The purpose of this warm-up is to elicit what students recall about the possible number of solutions to a system of linear equations, which will be useful when students continue to solve systems of equations in their Algebra 1 class. While students may notice and wonder many things about these images, connections between the graphs and the equations are the important discussion points.

This prompt gives students opportunities to see and make use of structure (MP7). The specific structure they might notice is the ways they can predict the number of solutions that the system of equations has with the graph of that system.

Tell students that their job is to think of at least one thing they notice and at least one thing they wonder. Display the graphs for all to see. Give students 1 minute of quiet think time, and then 1 minute to discuss the things they notice with their partner, followed by a whole-class discussion.

Ask students to share the things they noticed and wondered. Record and display their responses for all to see. If possible, record the relevant reasoning on or near the image. After all responses have been recorded without commentary or editing, ask students, “Is there anything on this list that you are wondering about?” Encourage students to respectfully disagree (such as about whether the first graph has one or two lines), ask for clarification, or point out contradicting information. If what students notice about the equations, and any connections they might make between what the graphs look like and what the equations look like, do not come up during the conversation, ask students to discuss this idea.

In this activity, students examine equations with one variable to determine the number of solutions. In the associated Algebra lesson, students will find the number of solutions for a system of equations. In the discussion after this activity, students are asked to look for ways they can connect the number of solutions to the equation without solving.

Arrange students in groups of 2.

Demonstrate that there are three options for the number of values that make a linear equation true.

• One. For example, \(x+1 = 3\) is only true when \(x = 2\) and not true for any other value of \(x\).
• Zero. For example, \(x + 1 = x\) is not true for any value of \(x\).
• Infinite. For example \(x + 1 = x + 1\) is true for any value of \(x\).

Tell students that they do not need to solve any of the equations, although rewriting the equations in other forms may help students recognize the number of solutions.

The purpose of the discussion is to recognize ways to determine the number of solutions from an equation without solving. Select students to share their answers as well as what they noticed during their discussions.

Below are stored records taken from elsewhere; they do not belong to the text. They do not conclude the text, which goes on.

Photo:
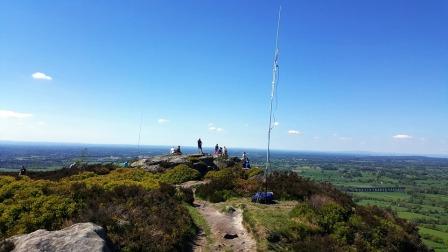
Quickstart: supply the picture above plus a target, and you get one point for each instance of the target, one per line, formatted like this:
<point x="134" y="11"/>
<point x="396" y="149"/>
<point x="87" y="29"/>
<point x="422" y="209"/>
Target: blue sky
<point x="354" y="75"/>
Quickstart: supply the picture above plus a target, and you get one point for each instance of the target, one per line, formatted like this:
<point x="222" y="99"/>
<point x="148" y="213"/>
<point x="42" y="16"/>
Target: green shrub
<point x="179" y="174"/>
<point x="215" y="191"/>
<point x="254" y="171"/>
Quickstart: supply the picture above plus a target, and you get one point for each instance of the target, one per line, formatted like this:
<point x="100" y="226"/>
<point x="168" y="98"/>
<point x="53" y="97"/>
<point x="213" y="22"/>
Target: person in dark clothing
<point x="200" y="146"/>
<point x="177" y="151"/>
<point x="216" y="149"/>
<point x="22" y="171"/>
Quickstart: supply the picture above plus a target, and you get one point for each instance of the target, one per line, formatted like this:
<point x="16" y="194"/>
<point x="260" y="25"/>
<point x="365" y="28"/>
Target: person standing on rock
<point x="216" y="149"/>
<point x="200" y="146"/>
<point x="225" y="153"/>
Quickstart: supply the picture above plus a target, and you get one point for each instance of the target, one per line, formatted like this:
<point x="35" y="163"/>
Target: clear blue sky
<point x="354" y="75"/>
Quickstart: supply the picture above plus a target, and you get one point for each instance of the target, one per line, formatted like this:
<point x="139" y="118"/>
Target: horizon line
<point x="344" y="152"/>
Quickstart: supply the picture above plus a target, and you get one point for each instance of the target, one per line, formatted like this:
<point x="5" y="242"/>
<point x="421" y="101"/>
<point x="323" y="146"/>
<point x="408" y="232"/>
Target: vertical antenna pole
<point x="139" y="134"/>
<point x="274" y="82"/>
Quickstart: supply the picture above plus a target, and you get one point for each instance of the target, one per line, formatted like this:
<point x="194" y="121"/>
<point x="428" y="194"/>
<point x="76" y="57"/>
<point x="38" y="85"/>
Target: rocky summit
<point x="78" y="237"/>
<point x="164" y="162"/>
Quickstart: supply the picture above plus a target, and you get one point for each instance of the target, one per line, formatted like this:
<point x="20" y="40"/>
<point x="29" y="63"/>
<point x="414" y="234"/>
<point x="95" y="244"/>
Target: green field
<point x="424" y="202"/>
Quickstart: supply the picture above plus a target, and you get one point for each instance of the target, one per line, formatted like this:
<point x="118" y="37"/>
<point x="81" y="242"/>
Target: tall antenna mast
<point x="275" y="74"/>
<point x="139" y="134"/>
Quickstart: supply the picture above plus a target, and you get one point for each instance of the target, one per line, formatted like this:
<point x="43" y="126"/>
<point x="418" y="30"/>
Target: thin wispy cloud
<point x="213" y="128"/>
<point x="8" y="114"/>
<point x="402" y="136"/>
<point x="163" y="121"/>
<point x="342" y="138"/>
<point x="41" y="76"/>
<point x="294" y="132"/>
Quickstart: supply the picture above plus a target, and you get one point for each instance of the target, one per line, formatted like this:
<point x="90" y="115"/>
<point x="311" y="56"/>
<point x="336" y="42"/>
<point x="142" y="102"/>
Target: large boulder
<point x="79" y="237"/>
<point x="162" y="163"/>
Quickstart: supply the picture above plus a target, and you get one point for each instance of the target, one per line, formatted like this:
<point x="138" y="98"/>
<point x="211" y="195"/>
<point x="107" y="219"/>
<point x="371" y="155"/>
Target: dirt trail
<point x="228" y="225"/>
<point x="227" y="230"/>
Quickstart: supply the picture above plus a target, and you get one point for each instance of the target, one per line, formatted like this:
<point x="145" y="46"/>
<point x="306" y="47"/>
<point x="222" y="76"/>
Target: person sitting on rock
<point x="216" y="149"/>
<point x="200" y="146"/>
<point x="246" y="162"/>
<point x="177" y="151"/>
<point x="22" y="171"/>
<point x="225" y="154"/>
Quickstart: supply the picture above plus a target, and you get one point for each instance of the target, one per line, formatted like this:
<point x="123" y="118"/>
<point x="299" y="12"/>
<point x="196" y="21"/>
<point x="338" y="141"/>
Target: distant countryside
<point x="422" y="197"/>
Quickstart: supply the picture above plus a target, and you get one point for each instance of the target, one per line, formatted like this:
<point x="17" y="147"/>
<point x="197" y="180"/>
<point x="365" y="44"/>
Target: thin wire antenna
<point x="275" y="74"/>
<point x="139" y="134"/>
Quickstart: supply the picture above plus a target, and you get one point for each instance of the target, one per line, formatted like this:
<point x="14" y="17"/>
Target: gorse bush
<point x="129" y="213"/>
<point x="128" y="203"/>
<point x="179" y="174"/>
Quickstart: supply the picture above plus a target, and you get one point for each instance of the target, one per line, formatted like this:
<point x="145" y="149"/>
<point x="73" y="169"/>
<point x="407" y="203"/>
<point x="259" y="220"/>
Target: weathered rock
<point x="79" y="237"/>
<point x="162" y="163"/>
<point x="223" y="163"/>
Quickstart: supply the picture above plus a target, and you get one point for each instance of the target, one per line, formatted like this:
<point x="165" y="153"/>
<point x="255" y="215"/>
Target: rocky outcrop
<point x="79" y="237"/>
<point x="162" y="163"/>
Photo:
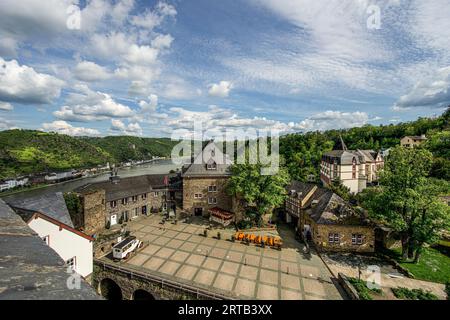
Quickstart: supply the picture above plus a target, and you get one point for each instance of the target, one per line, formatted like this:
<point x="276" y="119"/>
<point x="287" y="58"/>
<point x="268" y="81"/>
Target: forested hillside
<point x="124" y="148"/>
<point x="28" y="151"/>
<point x="301" y="153"/>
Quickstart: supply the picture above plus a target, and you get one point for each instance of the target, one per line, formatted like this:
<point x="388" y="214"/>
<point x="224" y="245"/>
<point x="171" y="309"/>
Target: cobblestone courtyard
<point x="179" y="252"/>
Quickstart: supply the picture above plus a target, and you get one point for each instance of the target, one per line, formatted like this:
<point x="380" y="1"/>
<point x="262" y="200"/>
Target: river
<point x="159" y="166"/>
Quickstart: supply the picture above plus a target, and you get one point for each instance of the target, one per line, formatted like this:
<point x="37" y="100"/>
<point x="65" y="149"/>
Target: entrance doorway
<point x="198" y="212"/>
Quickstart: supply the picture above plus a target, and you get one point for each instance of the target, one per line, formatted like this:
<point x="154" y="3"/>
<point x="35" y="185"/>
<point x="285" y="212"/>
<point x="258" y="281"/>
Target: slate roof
<point x="127" y="187"/>
<point x="198" y="167"/>
<point x="52" y="205"/>
<point x="29" y="269"/>
<point x="326" y="207"/>
<point x="300" y="188"/>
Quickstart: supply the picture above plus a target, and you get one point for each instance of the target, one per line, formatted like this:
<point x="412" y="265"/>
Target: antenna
<point x="344" y="147"/>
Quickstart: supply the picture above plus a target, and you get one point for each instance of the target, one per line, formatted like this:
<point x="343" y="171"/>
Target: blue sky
<point x="148" y="68"/>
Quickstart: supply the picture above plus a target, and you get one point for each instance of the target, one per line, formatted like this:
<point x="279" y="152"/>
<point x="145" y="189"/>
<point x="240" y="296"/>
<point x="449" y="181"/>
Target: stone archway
<point x="110" y="290"/>
<point x="143" y="295"/>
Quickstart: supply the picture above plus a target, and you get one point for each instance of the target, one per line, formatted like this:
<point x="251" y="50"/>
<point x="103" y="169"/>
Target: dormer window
<point x="211" y="165"/>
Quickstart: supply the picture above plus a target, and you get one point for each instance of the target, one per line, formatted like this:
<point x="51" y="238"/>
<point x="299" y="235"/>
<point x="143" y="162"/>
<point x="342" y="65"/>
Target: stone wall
<point x="152" y="202"/>
<point x="94" y="212"/>
<point x="192" y="186"/>
<point x="130" y="283"/>
<point x="345" y="236"/>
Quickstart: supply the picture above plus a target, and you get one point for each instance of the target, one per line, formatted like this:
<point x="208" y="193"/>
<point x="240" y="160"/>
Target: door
<point x="198" y="212"/>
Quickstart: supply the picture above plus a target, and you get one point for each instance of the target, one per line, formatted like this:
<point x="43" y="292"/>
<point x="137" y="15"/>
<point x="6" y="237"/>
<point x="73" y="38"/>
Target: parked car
<point x="126" y="247"/>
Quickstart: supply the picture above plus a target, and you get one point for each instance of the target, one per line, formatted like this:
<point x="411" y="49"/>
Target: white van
<point x="126" y="247"/>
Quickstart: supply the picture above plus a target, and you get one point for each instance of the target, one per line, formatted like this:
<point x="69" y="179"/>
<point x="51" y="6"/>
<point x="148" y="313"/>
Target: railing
<point x="164" y="282"/>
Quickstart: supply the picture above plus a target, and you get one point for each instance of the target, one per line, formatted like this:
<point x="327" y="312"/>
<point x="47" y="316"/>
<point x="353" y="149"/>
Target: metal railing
<point x="164" y="282"/>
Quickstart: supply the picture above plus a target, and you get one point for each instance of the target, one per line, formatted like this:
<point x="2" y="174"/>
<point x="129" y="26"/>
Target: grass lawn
<point x="434" y="264"/>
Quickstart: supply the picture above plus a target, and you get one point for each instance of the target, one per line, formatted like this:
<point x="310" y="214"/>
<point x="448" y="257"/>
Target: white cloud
<point x="162" y="41"/>
<point x="153" y="18"/>
<point x="334" y="120"/>
<point x="432" y="92"/>
<point x="221" y="90"/>
<point x="150" y="105"/>
<point x="218" y="120"/>
<point x="24" y="85"/>
<point x="131" y="129"/>
<point x="63" y="127"/>
<point x="5" y="106"/>
<point x="90" y="71"/>
<point x="88" y="105"/>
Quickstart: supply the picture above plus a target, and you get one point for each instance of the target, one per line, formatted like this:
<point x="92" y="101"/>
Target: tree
<point x="260" y="193"/>
<point x="407" y="200"/>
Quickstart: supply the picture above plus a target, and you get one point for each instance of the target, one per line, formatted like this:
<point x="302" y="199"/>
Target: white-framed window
<point x="72" y="263"/>
<point x="357" y="239"/>
<point x="333" y="238"/>
<point x="46" y="239"/>
<point x="212" y="200"/>
<point x="211" y="166"/>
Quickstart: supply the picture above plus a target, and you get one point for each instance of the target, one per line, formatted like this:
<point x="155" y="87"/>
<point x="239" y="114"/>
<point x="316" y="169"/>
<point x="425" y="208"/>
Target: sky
<point x="150" y="68"/>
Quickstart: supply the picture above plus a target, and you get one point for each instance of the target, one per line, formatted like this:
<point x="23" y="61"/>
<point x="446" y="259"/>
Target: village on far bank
<point x="218" y="230"/>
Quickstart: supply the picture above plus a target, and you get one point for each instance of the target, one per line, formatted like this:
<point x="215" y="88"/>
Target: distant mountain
<point x="30" y="151"/>
<point x="124" y="148"/>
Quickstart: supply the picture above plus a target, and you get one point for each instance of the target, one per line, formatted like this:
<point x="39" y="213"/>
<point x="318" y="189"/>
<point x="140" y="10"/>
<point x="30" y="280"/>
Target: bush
<point x="414" y="294"/>
<point x="447" y="290"/>
<point x="362" y="289"/>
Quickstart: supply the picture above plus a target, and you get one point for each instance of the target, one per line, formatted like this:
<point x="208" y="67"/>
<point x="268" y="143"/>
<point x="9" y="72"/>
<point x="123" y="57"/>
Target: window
<point x="46" y="239"/>
<point x="357" y="239"/>
<point x="211" y="165"/>
<point x="72" y="263"/>
<point x="333" y="238"/>
<point x="212" y="200"/>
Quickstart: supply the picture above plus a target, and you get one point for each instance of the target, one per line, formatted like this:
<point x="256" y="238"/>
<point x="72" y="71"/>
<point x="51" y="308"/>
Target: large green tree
<point x="259" y="193"/>
<point x="407" y="200"/>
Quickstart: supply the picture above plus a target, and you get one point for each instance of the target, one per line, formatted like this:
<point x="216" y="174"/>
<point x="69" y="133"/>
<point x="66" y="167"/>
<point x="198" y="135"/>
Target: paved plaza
<point x="180" y="253"/>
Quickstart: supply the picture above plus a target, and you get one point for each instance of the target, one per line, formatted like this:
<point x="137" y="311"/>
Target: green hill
<point x="28" y="151"/>
<point x="124" y="148"/>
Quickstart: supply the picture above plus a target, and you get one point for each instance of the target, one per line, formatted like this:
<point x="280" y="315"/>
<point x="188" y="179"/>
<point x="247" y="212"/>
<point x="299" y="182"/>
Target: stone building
<point x="354" y="168"/>
<point x="204" y="182"/>
<point x="321" y="216"/>
<point x="121" y="199"/>
<point x="412" y="141"/>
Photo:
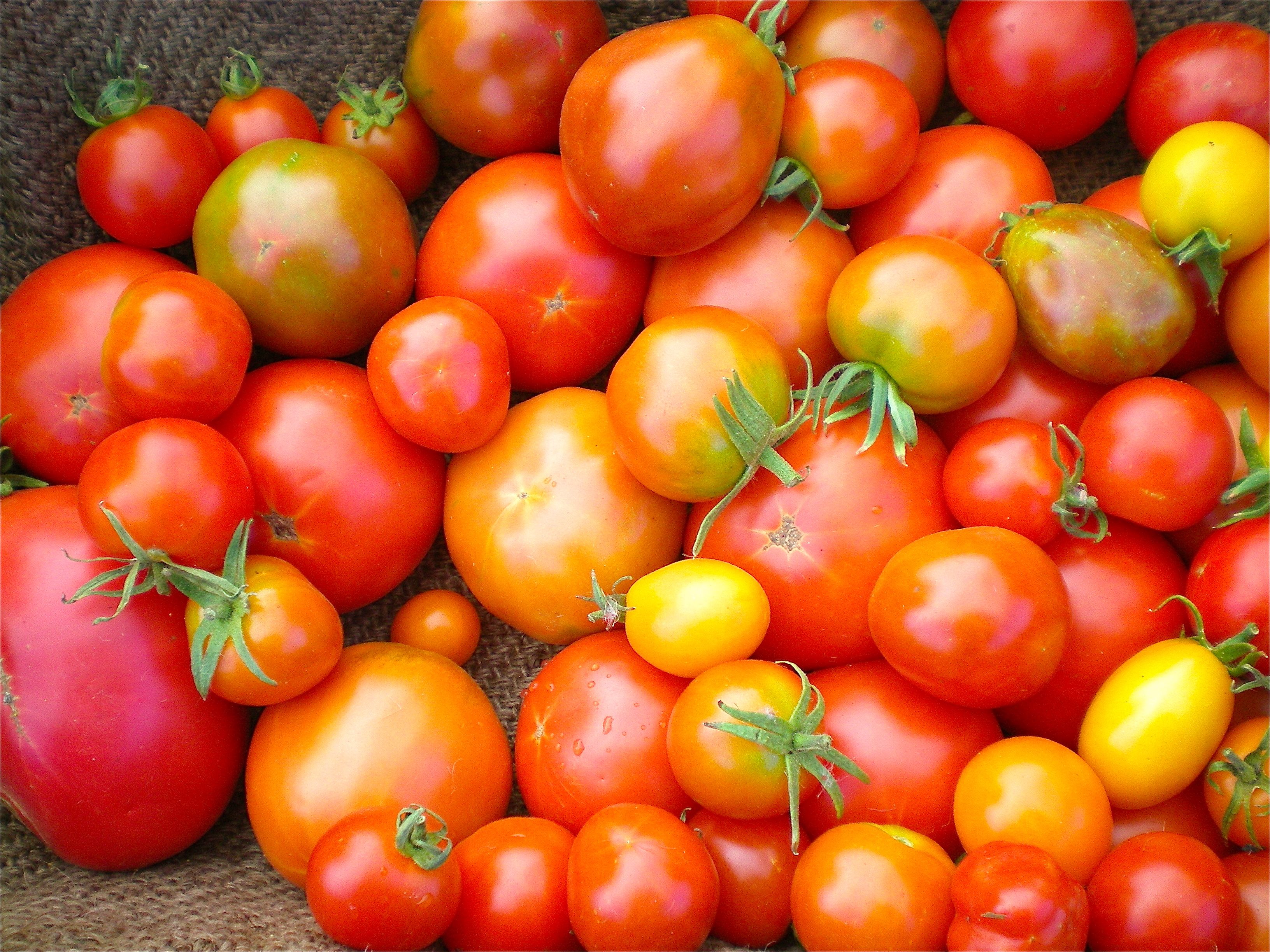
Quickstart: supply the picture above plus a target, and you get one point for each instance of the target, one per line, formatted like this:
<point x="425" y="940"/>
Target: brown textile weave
<point x="221" y="894"/>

To continue the discussion, consider asking:

• "What do you notice about equations that have one solution?" (On each side of the equation, there are different number of \(x\) variables.)
• "Is there a way to know whether there will be infinite or no solutions based on the original equation?" (When each side of the equation has the same number of \(x\) variables and the constants are also equal, there will be infinite solutions. When each side of the equation has the same number of \(x\) variables and the constants are not equal, there will be no solution.)

In this activity, students practice writing equations that will have 1, 0, or infinite solutions. They trade equations with a partner and challenge them to determine the number of solutions to the equations. Students construct viable arguments and critique the reasoning of others (MP3) when they claim the number of solutions to an equation and work to explain it to their partner.

Arrange students in groups of 2.

The purpose of the discussion is to elicit strategies for determining the number of solutions for an equation.

Consider asking these questions:

• "What strategies did you use to write equations with only 1 solution?" (I wrote the equation so that there were different number of \(x\)s on each side of the equation.)
• "What was the most difficult equation to solve that you were given by your partner?" (\(0.275x = \frac{11}{40}x\). The equation I was given had both fractions and decimals and I had to recognize how they are related.)